Wednesday, March 7, 2007 by Lincoln Murphy

Starting a software company from scratch, on-premises or SaaS, is no small task. The barriers to entry into the Enterprise software market are significant to say the least. To top it off, there are a number of things that can hinder adoption of your solution in large corporations, putting a stop to your venture before it ever starts. Below is a list of five "issues" witnessed when selling SaaS solutions to Fortune 1000-sized companies. Assuming you have everything else in order, be prepared to address these objections..
Oh, you're a "start-up".
Of all the issues that have come up, this is the one that you simply cannot avoid or steer around. I have always addressed it openly and to the point. "Yes, we are a start-up", I then tell them that this is something we have thought a lot about; how do we convince our client that we are the ones they should take a chance on?

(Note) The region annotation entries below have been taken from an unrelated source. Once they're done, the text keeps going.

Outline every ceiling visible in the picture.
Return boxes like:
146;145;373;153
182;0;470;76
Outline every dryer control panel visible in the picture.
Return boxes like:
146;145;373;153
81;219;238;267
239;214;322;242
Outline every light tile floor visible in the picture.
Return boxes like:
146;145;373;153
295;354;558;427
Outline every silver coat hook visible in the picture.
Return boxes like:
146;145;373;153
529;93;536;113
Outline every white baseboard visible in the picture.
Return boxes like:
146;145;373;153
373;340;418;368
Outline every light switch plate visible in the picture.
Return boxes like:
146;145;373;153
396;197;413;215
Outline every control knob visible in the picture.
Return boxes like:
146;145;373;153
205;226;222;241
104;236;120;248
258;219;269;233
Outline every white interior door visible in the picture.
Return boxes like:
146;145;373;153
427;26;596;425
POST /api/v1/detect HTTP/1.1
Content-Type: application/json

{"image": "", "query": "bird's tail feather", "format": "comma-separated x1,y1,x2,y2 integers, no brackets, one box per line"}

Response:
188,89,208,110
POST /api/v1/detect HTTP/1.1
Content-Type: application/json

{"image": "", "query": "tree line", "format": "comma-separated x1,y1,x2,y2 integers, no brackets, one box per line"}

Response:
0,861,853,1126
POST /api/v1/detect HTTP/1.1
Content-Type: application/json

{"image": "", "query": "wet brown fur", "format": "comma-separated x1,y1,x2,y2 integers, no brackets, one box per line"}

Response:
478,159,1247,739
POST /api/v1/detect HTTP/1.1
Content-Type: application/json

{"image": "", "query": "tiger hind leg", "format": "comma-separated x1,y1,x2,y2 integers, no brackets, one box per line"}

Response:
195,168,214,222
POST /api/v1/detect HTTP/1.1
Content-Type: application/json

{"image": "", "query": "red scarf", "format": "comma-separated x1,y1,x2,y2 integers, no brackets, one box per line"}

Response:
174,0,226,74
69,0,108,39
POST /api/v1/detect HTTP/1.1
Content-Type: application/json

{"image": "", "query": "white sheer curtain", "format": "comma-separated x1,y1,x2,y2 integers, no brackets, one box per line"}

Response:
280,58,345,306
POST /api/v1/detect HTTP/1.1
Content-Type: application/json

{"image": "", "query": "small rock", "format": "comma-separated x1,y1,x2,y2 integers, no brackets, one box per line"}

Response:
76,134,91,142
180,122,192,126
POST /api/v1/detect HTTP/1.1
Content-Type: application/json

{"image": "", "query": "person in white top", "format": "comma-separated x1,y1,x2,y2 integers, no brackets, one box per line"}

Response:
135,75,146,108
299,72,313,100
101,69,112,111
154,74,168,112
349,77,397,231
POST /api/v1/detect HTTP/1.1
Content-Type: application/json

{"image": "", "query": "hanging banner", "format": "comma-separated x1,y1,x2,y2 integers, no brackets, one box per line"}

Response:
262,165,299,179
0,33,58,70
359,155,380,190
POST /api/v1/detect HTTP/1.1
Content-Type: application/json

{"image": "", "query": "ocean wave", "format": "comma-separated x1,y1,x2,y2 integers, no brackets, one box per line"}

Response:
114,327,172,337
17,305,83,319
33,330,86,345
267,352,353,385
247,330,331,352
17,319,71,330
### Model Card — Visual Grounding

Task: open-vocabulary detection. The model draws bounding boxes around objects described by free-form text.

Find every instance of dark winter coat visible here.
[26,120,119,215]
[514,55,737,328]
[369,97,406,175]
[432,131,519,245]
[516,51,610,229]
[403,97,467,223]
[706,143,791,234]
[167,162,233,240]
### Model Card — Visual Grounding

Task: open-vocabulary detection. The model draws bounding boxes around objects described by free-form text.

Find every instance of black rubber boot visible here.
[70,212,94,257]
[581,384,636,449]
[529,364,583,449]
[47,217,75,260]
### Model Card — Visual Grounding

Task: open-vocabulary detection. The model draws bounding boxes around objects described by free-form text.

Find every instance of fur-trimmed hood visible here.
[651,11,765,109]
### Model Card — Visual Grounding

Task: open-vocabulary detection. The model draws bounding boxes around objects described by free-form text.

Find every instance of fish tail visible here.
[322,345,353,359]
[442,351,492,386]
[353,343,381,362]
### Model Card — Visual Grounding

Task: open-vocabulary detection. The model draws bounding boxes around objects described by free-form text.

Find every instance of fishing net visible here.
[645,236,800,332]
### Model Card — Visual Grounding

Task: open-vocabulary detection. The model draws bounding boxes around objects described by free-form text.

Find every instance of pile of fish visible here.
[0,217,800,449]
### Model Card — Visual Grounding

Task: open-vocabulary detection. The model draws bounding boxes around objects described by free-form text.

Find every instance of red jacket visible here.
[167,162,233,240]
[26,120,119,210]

I always tell them that "I can't go back in time five years and start then, I wish I could".

As much as SaaS vendors like to talk about "low sunk cost" in selling SaaS solutions or the flexibility of on-demand pricing and being able to drop the service at any time, the reality is the company who says "yes" to you isn't just making a monetary investment in you; they are investing their time and resources in your product. They are not looking to "just switch" if they aren't happy. Regardless of licensing or contracts, they do not want to have to find another solution.

The biggest issues with a start-up is that of sheer existence. Will the vendor be around beyond next week? This is a real concern to customers and, frankly, it is warranted. There is little that can be done to alleviate the chances of existing for a long time. The first is to show the customer the $20M in fresh VC money that was just deposited. That should release some of the pressure, although in reality it probably shouldn't. Barring that kind of funding to show off, the only solution that makes sense is to take out an insurance policy for your customer. Put your source code into escrow with the beneficiary listed as your customer. This way, if your company goes away, at least the customer can take the software and continue to support, and develop it, internally. The software escrow process is actually quite extensive, as it requires both source code and binaries, installation manuals, checklists, and the developers personal contact information.

After the existence hurdle comes reliability concerns. With everything running on "your network", how can the customer be sure of 24/7 access to the system? The best bet is to partner with a reliable hosting company, preferably one that understands your business model and can provide more than just hosting space. There are companies out there called SaaS Enablers, such as OpSource, which combine everything from server hosting, on-site DBAs (who learn your schema and can offer performance improvement tips) to first level tech support for your application. OpSource also offers 100% uptime guarantees and you can have your customer's IT staff talk to someone there if they have questions about the data center itself. This is my preferred method for launching a start-up SaaS business, but there are other ways. You could build your own data center, and if you have a great deal of VC funding, perhaps that is the way to go. But being able to show 100% uptime guarantee, and back it up with referenceable accounts, is the key to overcoming this objection.

Using a company like OpSource also addresses the scalability and support questions your clients will have. If you architect your product correctly, OpSource can monitor your application and scale it where needed on-demand. If you need more application server horsepower or more database storage, those resources can be allocated on-the-fly, ensuring your system maintains stability and integrity. (note... I am not a pitch man for OpSource; they just happen to be great people with a great service and they have been very helpful to me).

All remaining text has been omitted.